Today marked the start of the best
season of the year for me - the roast season!
Mr U-t-B likes to tell everyone that when we met I had never cooked a roast, and that he taught me everything I know on the subject. It's actually true that I'd never rustled up a roast before I knew him, though I think have also learnt a few tricks of my own since then.
As a result, we always enjoy the cooler months and the chance to get family or friends round for a good chunk of meat with lots of trimmings and some good puddings.
Today we had Mr U-t-B's two eldest, with their partners and the two babies, Sophia and Dylan, plus Dylan's Dad's Mum and her partner.
We started with champagne cocktail (a sugar cube, two dashes of Angostura Bitters and a tablespoon of brandy in each glass, topped with champagne) to finally pop the cork of a bottle of champagne that Dylan's Nanna had brought here on the night (way back in June) when we thought we were going to wet the baby's head, but then he didn't put in an appearance till the next day! (And champagne at ten-ish in the morning didn't sound like a good idea!)
The roast beef, Yorkshire pudding and all the trimmings went down very well, and then it was time for pudding. I'd used two untried recipes - a cheesecake that claimed to be 'the best cheesecake ever' and a chocolate-y one that was to be served with poached pears.
I was a bit suspicious of that cheesecake recipe, with all that trumpet blowing, but I have to say I rather agree now. I'm not a mad fan of cheesecake in general, finding them often too rich, too sweet or too cloying, but this one was excellent. So here is the recipe - it's adapted from Galton Blackiston's 'Return to Real Cooking'.
|As good as it looks!|
Prep time: 35 mins plus chilling
Cook time: I hr 40 mins
Do ahead: Needs time to cool and chill overnight. Once cold, the cooked cheesecake and topping can be stored in the fridge for up to two days.
For the biscuit base
165g soft butter
40g icing sugar
165g self-raising flour
For the filling
2 x 300g full fat Philadelphia cream cheese
1 x 500ml tub creme fraiche
365g caster sugar
60g plain flour
6 large eggs, beaten
100ml double cream
1 1/2 tsp pure vanilla extract
For the topping
50g caster sugar
1 cinnamon stick
1 tsp arrowroot
You will need
a 28cm, 6cm deep spring-form tin and a small shallow non-stick tin measuring 15cm x 25.5cm both lightly oiled
Preheat the oven to 190 degrees, fan 175 degrees, gas 5. Make the biscuit base by creaming the butter and icing sugar together, using an electric hand whisk, till light and fluffy - this will take about five minutes. Sift in the self-raising flour and whisk that in too. Spread the mixture evenly in the shallow tin and bake for 10-12 mins or until lightly golden. Leave the biscuit to cool completely.

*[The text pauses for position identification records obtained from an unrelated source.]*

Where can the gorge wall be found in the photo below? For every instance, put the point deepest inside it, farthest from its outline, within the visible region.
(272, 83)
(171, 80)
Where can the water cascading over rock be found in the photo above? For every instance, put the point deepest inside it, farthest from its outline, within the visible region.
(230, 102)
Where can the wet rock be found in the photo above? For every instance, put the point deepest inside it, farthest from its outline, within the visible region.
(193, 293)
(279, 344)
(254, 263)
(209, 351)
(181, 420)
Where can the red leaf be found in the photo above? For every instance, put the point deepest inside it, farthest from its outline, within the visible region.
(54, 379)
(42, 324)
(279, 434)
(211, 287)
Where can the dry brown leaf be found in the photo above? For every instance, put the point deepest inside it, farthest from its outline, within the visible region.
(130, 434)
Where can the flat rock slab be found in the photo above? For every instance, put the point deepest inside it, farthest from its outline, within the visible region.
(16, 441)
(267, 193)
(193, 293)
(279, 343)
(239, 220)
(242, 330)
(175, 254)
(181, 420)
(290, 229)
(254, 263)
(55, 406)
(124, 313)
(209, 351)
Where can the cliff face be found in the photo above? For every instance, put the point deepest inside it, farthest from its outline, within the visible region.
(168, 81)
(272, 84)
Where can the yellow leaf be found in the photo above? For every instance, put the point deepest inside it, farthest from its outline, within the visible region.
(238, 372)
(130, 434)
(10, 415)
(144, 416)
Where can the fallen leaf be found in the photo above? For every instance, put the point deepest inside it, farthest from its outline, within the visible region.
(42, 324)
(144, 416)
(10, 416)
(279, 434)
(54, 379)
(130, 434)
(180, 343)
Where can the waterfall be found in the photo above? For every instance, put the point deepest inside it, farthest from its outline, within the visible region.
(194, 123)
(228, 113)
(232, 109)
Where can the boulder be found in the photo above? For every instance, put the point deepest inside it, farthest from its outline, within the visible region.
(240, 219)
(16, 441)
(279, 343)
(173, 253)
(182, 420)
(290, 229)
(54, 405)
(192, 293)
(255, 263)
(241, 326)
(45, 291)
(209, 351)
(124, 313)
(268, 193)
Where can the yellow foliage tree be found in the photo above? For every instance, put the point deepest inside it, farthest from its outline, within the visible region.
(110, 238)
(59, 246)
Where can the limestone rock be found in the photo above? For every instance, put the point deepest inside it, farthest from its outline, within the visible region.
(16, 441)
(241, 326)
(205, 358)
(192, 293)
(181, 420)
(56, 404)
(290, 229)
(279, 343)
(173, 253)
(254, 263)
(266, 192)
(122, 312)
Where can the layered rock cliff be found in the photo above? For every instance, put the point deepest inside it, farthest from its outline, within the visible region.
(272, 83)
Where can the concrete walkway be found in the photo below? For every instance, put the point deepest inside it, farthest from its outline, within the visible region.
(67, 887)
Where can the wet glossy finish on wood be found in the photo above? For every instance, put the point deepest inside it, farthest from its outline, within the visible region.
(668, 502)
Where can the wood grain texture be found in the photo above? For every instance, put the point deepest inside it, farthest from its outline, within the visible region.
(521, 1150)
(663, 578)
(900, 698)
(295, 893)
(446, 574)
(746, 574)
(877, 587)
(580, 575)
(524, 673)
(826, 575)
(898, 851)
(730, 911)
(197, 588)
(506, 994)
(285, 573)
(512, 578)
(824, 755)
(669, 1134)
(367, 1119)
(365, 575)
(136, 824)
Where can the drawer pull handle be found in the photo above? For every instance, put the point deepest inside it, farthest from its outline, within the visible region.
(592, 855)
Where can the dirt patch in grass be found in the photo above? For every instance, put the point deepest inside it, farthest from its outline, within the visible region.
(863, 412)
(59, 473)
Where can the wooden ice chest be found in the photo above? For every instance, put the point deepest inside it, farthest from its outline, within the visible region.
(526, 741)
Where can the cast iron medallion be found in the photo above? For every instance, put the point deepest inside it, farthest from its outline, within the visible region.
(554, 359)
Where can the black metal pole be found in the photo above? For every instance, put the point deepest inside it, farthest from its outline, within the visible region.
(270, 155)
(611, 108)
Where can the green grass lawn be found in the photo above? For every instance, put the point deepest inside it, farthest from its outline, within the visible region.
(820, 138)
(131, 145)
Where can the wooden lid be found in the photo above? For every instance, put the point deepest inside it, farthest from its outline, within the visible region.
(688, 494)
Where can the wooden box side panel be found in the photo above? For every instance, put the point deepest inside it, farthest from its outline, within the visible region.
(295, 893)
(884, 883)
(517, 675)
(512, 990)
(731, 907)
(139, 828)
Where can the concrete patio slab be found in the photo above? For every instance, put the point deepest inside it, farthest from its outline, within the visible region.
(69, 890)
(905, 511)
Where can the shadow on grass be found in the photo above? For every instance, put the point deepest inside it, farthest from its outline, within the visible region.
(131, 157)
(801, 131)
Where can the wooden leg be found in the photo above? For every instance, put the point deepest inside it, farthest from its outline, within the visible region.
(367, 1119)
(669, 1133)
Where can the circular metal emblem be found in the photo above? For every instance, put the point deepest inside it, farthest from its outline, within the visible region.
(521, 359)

Meanwhile, make the filling. In a bowl, using a wooden spoon (oh I do like a recipe that makes one feel like a proper old-fashioned cook - just a bowl and a wooden spoon - none of these mod cons!) beat together the cream cheese, creme fraiche and caster sugar. Sift in the plain flour followed by the egg, in batches, stirring well between each addition. Stir in the cream and the vanilla. Don't worry if there are still a few lumps. Cover and set aside.
When the biscuit is cold, whiz it briefly in a food processor until you have crumbs. Press the crumbs firmly into the base of the springform tin, using the back of a spoon. Put the tin in the fridge to chill for 30 mins.
Preheat the oven to 150 degrees, fan 140 degrees, gas 2. For the topping, put the blueberries, sugar, cinnamon stick and 4 tablespoons of water into a pan and heat over a low heat. By the time the sugar has dissolved, the fruit should be softened but still whole. This should take about 5 minutes. Meanwhile, mix the arrowroot with a small amount of water. Stir the arrowroot into the pan and bring the liquid just to simmering point so it thickens slightly. Pour into a bowl, cool, then chill.
Pour the cheesecake mixture over the biscuit base. Bake on the lowest shelf of the oven for 1 hour 20 minutes. The cheesecake will have risen to the top of the tin and will be just firm on the outside and slightly wobbly in the centre. Remove from the oven and allow it to cool. Don't worry if a crack appears as it will be covered with the topping. Once cold, cover the tin with clingfilm and chill in the fridge overnight.
Take the cheesecake out of the fridge an hour before you wish to serve it. Remove from the tin, transfer to a plate and spoon over the topping (after discarding the cinnamon). Serve any leftover topping in a jug.
(NB: If you make this, DO put the finished cheesecake on a plate with upturned edges, not a flat platter like this. The blueberry juice stains on one of my favourite linen tablecloths were somewhat alarming - though I think Oxi-Action has sorted the problem out!)